As the search dragged on into its 200th second, Jenkins said she continued to consider the magnitude of the hassle that a lost cell phone would create.

"I knew I wouldn't have time to shop for a new phone until the weekend, so I'd be phoneless for a few days," Jenkins said. "Also, I'd been considering whether to switch from Verizon Wireless to another carrier, but I really didn't want to have to rush that decision."

Jenkins went to the table where she'd been sitting, tapped the shoulder of one of the two females seated there, and asked permission to look around for her phone.

"Oh, is that it?" the woman said, and Jenkins spotted her familiar silver phone under a chair.

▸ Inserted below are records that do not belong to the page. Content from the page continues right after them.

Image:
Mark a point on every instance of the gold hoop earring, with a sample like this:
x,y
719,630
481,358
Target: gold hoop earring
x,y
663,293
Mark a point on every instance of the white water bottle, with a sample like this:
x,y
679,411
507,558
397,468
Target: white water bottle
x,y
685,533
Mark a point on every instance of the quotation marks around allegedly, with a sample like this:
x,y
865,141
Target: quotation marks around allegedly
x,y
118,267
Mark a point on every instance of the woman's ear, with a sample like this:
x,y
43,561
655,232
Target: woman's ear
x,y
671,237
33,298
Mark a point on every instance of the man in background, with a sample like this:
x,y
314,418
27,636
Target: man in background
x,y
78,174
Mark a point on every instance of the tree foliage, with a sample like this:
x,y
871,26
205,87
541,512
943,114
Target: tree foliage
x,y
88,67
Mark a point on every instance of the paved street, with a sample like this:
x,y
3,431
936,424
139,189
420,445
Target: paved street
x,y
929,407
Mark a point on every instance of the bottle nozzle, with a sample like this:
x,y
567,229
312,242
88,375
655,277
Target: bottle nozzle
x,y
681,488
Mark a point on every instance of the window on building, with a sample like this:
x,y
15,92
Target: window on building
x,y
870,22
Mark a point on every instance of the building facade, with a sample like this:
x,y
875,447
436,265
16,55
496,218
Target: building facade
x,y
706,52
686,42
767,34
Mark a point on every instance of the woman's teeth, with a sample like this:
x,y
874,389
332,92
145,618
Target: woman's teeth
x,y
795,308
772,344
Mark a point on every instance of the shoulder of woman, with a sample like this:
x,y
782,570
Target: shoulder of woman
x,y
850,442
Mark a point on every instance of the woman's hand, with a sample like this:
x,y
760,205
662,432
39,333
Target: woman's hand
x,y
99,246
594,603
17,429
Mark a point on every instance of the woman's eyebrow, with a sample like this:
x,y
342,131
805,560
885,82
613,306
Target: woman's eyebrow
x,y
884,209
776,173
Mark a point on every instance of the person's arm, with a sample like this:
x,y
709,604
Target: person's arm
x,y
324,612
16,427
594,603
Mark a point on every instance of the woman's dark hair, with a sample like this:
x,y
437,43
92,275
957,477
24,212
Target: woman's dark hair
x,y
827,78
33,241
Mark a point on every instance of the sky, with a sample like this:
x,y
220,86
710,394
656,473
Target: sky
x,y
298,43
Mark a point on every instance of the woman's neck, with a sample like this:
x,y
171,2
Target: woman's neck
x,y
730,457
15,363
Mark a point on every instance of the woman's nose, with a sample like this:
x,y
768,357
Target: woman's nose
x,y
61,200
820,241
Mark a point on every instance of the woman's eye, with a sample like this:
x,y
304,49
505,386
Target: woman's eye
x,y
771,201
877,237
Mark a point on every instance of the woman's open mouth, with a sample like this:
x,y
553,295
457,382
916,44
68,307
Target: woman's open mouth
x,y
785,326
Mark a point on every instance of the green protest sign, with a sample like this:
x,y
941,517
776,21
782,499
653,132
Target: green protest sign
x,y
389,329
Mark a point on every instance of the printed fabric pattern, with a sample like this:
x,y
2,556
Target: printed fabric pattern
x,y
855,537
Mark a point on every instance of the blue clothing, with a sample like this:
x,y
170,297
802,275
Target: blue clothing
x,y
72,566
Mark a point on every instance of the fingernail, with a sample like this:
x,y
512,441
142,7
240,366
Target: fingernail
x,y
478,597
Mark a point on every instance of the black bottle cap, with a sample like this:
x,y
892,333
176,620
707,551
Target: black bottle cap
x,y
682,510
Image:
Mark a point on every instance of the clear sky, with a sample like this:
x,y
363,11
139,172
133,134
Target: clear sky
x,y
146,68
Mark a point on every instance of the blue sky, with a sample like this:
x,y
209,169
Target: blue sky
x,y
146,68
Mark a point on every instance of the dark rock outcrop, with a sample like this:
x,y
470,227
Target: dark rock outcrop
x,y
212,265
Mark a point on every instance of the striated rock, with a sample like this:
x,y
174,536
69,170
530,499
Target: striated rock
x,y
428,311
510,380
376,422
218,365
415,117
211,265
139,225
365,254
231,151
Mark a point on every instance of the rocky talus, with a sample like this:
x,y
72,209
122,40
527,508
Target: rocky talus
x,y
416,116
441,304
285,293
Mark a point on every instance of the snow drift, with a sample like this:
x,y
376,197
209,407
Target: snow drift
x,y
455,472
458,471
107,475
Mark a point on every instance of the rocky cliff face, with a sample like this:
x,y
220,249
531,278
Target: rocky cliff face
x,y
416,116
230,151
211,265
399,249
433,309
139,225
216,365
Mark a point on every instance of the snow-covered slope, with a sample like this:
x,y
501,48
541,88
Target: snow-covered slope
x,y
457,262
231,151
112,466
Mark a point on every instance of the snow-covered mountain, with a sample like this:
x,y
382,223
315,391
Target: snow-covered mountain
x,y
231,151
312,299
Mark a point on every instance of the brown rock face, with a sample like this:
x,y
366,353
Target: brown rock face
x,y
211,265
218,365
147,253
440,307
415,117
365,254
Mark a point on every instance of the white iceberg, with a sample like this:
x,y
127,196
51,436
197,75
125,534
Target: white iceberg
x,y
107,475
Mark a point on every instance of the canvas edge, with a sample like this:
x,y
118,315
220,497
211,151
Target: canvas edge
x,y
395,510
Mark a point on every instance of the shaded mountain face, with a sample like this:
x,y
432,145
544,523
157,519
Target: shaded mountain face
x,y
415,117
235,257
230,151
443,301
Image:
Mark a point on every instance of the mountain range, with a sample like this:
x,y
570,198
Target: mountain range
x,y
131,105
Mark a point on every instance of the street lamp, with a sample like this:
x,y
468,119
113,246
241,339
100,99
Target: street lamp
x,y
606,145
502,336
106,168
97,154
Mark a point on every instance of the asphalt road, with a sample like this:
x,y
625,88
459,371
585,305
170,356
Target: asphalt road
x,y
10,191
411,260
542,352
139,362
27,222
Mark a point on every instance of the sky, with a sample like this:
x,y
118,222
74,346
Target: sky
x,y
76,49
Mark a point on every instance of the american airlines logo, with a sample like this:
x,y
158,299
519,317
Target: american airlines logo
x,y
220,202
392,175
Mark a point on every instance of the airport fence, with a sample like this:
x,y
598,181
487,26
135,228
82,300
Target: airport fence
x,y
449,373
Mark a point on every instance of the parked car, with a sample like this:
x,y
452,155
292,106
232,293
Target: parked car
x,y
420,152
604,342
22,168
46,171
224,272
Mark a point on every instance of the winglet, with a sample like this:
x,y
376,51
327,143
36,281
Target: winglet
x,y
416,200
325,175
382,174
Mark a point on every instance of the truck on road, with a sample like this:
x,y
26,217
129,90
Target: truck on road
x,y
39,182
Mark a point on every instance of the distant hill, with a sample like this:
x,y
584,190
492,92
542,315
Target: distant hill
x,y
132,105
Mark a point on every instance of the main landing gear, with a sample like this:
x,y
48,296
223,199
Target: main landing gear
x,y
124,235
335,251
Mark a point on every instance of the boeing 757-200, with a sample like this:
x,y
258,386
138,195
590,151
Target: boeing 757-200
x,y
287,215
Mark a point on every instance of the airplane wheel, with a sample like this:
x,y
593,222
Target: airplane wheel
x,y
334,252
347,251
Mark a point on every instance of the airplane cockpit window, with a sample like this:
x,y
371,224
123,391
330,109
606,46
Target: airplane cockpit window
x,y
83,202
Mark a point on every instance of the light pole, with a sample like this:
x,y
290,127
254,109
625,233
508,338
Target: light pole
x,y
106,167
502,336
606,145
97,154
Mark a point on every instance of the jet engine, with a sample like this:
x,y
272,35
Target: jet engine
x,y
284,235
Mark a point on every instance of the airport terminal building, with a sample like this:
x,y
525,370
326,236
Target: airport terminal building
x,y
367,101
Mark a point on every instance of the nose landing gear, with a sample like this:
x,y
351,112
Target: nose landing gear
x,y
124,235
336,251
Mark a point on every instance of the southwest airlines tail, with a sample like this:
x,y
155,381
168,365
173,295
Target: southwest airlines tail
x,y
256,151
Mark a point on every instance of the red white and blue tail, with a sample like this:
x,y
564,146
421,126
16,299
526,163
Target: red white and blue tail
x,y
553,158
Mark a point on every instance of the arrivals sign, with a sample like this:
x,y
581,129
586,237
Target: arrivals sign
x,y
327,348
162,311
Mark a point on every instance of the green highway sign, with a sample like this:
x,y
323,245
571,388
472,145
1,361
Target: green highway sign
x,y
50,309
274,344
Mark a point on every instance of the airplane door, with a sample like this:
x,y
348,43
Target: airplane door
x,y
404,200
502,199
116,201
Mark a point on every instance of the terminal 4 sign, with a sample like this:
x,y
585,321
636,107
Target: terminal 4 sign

"I was like, 'Yes!'" Jenkins said. "Every ounce of stress drained from my body."

According to her, it was only when she located the cell phone that she noticed her clenched teeth, tensed neck muscles, and sweaty palms.

"I let all that tension go," Jenkins, "It was a magical feeling."

Jenkins slipped into a bean bag chair in Nicole Elder's room and tried to catch her breath. Slumped in her seat, she said she scanned the faces of her classmates as they leafed through notebooks, chatted, and laughed.

"The other students had no idea what I'd just been through," Jenkinsz said. "It was such a relief when Ms. Elder started class, so I could zone out and try to forget the whole thing."

----------------------------------------------

Happy Holidays, folks.

Monday, December 05, 2005

GUMMI BEARS BANNED, DEEMED 'TOO VIOLENT'

Today, the administration officially banned any form of “gummy bear or gummy animals” from LHS.

The latest in a rather large series of bans comes from the office of Mr. Handley after seeing a report on teenage violence and aggression.

“The report said that kids actually get more aggressive from playing with toy weapons and beating up stuffed animals,” Mr. Handley explained, “it just made sense that the same could be said about horribly mutilating food animals, and I will not stand for any aggression in my hallways.”

The ban has been praised by quasi-PETA, the organization dedicated to the quasi-ethical treatment of quasi-animal like things. According to a quasi-PETA press release, the ban is getting a quasi-step closer to respecting all quasi-animal like items.

“The administration of LHS has made a quasi-courageous move and is quasi-helping restore the quasi-reverence that should be paid to quasi-animal like things.”

When asked why the administration is making all these nonsensical bans, Mr. Sorenson responded, “Why not? Who is going to stop us? You? HA!”

According to an unnamed administrative assistant, “They’re at it again.”